Database Class: The Database class uses the Singleton pattern to ensure that only one instance of the database is loaded into memory.
class Database(metaclass=Singleton):
def __init__(self):
self.population = {}
f = open('capitals.txt', 'r')
lines = f.readlines()
for i in range(0, len(lines), 2):
self.population[lines[i].strip()] = int(lines[i + 1].strip())
f.close()
The Database class reads from a file named capitals.txt to load population data for various cities.
Singleton Record Finder: The SingletonRecordFinder class uses the Database singleton to calculate the total population of a list of cities.
class SingletonRecordFinder:
def total_population(self, cities):
result = 0
for c in cities:
result += Database().population[c]
return result
This approach tightly couples the record finder to the singleton database, which can make testing difficult.
Configurable Record Finder: To improve testability, the ConfigurableRecordFinder allows dependency injection, enabling the use of different databases for testing.
class ConfigurableRecordFinder:
def __init__(self, db):
self.db = db
def total_population(self, cities):
result = 0
for c in cities:
result += self.db.population[c]
return result
This class takes a database object as an argument, making it possible to inject a dummy database during testing.

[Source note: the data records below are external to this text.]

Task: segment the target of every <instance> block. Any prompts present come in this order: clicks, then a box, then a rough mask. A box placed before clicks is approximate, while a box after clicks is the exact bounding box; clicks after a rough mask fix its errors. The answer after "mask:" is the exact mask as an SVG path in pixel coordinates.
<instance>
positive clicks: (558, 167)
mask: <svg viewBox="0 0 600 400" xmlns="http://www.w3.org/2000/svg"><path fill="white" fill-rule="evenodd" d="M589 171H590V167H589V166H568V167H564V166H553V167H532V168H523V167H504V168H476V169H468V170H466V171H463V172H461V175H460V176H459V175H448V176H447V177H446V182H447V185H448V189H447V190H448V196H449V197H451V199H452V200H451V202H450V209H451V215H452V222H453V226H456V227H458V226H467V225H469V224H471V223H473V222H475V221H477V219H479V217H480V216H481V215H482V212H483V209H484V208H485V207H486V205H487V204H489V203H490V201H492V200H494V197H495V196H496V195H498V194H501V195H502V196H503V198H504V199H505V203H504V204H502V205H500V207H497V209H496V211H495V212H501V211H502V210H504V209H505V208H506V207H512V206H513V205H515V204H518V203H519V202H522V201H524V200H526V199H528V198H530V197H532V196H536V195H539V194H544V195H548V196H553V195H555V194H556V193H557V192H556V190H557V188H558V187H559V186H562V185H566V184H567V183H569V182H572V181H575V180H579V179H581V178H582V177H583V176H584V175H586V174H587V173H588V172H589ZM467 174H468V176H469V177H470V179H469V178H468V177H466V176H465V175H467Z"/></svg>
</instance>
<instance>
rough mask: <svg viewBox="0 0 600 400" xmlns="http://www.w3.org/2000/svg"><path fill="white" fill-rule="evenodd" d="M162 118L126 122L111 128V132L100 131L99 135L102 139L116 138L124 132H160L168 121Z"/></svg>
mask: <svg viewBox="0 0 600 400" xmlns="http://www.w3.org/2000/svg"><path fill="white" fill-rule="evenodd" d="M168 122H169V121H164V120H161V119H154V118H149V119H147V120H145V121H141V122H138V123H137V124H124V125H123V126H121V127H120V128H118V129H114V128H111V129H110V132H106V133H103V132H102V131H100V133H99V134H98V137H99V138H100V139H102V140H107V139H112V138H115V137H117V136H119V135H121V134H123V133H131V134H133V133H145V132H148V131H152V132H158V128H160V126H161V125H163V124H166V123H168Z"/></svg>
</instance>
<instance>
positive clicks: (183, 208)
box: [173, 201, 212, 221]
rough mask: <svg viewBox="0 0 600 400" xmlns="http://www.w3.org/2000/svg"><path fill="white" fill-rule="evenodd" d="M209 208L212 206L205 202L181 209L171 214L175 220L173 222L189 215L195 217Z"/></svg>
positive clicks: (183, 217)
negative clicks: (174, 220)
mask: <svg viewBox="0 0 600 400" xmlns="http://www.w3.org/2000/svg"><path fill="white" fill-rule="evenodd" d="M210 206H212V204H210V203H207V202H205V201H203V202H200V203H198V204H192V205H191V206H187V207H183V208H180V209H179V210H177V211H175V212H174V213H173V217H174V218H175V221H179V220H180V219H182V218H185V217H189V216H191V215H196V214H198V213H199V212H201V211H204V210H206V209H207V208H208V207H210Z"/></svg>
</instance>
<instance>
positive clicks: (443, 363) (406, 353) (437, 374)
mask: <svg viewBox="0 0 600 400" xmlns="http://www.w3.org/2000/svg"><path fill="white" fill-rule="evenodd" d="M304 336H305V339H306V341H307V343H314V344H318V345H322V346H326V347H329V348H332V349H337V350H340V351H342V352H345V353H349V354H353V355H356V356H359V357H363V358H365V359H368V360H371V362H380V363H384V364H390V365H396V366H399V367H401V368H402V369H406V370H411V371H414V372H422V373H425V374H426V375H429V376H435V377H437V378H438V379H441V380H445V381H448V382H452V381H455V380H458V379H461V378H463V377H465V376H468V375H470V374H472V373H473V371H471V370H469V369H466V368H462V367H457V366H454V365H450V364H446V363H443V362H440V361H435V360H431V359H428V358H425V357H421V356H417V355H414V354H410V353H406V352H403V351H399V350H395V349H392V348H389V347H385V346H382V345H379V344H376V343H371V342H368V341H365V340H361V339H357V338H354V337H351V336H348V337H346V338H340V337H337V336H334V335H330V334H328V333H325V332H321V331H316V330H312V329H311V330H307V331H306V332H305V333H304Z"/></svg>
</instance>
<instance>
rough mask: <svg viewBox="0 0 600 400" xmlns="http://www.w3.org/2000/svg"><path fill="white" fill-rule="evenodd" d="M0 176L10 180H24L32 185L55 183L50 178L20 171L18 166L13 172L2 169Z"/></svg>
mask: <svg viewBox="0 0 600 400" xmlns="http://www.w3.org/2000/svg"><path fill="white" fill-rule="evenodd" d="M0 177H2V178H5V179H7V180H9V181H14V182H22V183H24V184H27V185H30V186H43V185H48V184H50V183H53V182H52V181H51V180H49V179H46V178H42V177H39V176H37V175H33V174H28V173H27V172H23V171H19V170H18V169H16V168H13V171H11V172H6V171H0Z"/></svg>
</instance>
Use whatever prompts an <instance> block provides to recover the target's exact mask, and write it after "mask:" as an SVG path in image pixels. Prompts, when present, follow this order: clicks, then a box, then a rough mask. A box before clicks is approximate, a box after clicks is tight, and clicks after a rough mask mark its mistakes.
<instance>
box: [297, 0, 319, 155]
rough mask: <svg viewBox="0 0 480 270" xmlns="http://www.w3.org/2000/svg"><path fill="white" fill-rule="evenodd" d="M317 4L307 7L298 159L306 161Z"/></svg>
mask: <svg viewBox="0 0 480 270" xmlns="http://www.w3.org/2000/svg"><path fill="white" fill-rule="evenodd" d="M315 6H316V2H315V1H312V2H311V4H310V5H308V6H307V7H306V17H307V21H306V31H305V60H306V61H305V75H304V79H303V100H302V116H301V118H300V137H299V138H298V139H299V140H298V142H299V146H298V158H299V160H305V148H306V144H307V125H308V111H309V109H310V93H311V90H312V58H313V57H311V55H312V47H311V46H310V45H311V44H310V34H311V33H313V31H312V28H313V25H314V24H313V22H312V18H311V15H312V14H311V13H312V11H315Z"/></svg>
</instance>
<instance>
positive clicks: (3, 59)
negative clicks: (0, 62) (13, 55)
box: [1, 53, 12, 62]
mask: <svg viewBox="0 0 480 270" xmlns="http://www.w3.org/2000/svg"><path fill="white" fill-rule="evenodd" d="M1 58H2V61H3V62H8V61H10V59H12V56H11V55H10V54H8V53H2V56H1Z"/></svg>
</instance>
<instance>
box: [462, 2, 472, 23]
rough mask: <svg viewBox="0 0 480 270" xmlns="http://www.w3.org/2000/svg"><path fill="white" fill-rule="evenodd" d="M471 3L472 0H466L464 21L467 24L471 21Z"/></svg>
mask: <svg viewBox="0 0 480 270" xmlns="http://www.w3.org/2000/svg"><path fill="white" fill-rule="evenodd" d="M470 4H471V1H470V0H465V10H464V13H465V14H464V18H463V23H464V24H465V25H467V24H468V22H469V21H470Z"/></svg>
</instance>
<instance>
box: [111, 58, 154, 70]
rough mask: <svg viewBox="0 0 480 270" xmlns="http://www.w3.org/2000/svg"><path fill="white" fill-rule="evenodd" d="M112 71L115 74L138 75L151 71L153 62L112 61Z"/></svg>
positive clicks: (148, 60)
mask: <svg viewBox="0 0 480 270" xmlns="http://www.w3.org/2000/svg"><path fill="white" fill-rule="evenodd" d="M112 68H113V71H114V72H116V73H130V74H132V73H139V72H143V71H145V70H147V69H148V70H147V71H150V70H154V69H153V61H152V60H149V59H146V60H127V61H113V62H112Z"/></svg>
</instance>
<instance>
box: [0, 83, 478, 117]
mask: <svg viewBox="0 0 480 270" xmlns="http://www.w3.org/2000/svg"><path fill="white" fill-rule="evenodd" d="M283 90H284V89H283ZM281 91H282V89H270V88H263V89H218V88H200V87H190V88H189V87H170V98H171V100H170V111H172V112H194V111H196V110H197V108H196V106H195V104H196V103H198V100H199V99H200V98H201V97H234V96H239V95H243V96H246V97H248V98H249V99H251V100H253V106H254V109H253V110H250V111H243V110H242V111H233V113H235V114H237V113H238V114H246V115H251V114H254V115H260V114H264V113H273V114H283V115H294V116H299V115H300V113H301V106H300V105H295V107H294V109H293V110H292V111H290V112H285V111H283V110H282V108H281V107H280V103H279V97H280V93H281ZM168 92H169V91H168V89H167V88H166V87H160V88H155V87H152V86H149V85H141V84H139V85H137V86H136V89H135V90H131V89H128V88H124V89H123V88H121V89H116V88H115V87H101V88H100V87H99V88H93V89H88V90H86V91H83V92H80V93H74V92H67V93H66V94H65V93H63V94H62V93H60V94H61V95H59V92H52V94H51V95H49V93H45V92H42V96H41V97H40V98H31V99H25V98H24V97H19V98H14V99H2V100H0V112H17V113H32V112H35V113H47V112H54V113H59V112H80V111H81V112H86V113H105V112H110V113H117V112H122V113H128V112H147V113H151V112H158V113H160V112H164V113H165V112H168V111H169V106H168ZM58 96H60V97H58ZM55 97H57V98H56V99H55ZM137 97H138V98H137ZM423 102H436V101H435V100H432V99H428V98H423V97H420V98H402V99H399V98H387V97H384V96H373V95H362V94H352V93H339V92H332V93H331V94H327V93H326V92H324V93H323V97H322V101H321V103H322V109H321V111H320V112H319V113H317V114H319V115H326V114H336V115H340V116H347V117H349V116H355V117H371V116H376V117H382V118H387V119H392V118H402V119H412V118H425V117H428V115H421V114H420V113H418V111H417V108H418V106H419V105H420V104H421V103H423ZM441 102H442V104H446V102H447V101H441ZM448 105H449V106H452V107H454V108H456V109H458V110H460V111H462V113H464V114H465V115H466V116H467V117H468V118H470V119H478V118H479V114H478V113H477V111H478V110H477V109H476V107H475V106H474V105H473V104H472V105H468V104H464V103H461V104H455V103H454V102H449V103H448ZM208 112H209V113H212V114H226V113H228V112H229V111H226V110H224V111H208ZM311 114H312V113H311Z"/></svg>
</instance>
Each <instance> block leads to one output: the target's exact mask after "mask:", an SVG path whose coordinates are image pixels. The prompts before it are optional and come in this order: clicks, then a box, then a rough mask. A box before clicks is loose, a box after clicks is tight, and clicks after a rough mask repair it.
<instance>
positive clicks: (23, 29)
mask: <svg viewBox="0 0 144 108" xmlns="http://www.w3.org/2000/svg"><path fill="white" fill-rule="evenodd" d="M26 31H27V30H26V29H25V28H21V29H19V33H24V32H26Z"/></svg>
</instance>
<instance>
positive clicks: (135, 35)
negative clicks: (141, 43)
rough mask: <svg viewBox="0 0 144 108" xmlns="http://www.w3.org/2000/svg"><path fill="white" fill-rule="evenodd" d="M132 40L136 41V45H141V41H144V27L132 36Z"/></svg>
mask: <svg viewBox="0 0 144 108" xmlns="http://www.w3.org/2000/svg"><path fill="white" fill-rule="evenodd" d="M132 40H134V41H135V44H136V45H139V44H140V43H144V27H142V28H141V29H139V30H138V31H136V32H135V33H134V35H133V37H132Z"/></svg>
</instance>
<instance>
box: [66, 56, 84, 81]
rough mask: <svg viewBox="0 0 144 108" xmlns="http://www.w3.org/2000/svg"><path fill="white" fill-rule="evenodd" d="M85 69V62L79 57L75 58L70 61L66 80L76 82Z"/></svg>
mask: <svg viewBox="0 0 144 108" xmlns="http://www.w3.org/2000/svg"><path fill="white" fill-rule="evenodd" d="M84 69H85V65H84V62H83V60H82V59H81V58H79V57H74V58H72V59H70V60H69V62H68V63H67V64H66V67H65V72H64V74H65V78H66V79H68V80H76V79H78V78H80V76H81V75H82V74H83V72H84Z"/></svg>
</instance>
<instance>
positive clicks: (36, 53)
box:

Dummy Database for Testing: The DummyDatabase class is a mock database used for unit testing.
class DummyDatabase:
population = {
'alpha': 1,
'beta': 2,
'gamma': 3
}
def get_population(self, name):
return self.population[name]
This class provides predictable, hardcoded population data to facilitate reliable testing.
Unit Tests: The following unit tests ensure the Singleton behavior and verify the functionality of both the SingletonRecordFinder and ConfigurableRecordFinder.
import unittest
class SingletonTests(unittest.TestCase):
def test_is_singleton(self):
db = Database()
db2 = Database()
self.assertEqual(db, db2)
def test_singleton_total_population(self):
""" This tests on a live database :( """
rf = SingletonRecordFinder()
names = ['Seoul', 'Mexico City']
tp = rf.total_population(names)
self.assertEqual(tp, 17500000 + 17400000) # what if these change?
ddb = DummyDatabase()
def test_dependent_total_population(self):
crf = ConfigurableRecordFinder(self.ddb)
self.assertEqual(
crf.total_population(['alpha', 'beta']),
3
)
if __name__ == '__main__':
unittest.main()
- test_is_singleton: Verifies that only one instance of the Database class exists.
- test_singleton_total_population: Tests the total population calculation using the SingletonRecordFinder with live data.
- test_dependent_total_population: Tests the total population calculation using the ConfigurableRecordFinder with a dummy database.
These tests demonstrate the importance of decoupling code from singletons to allow for better testability.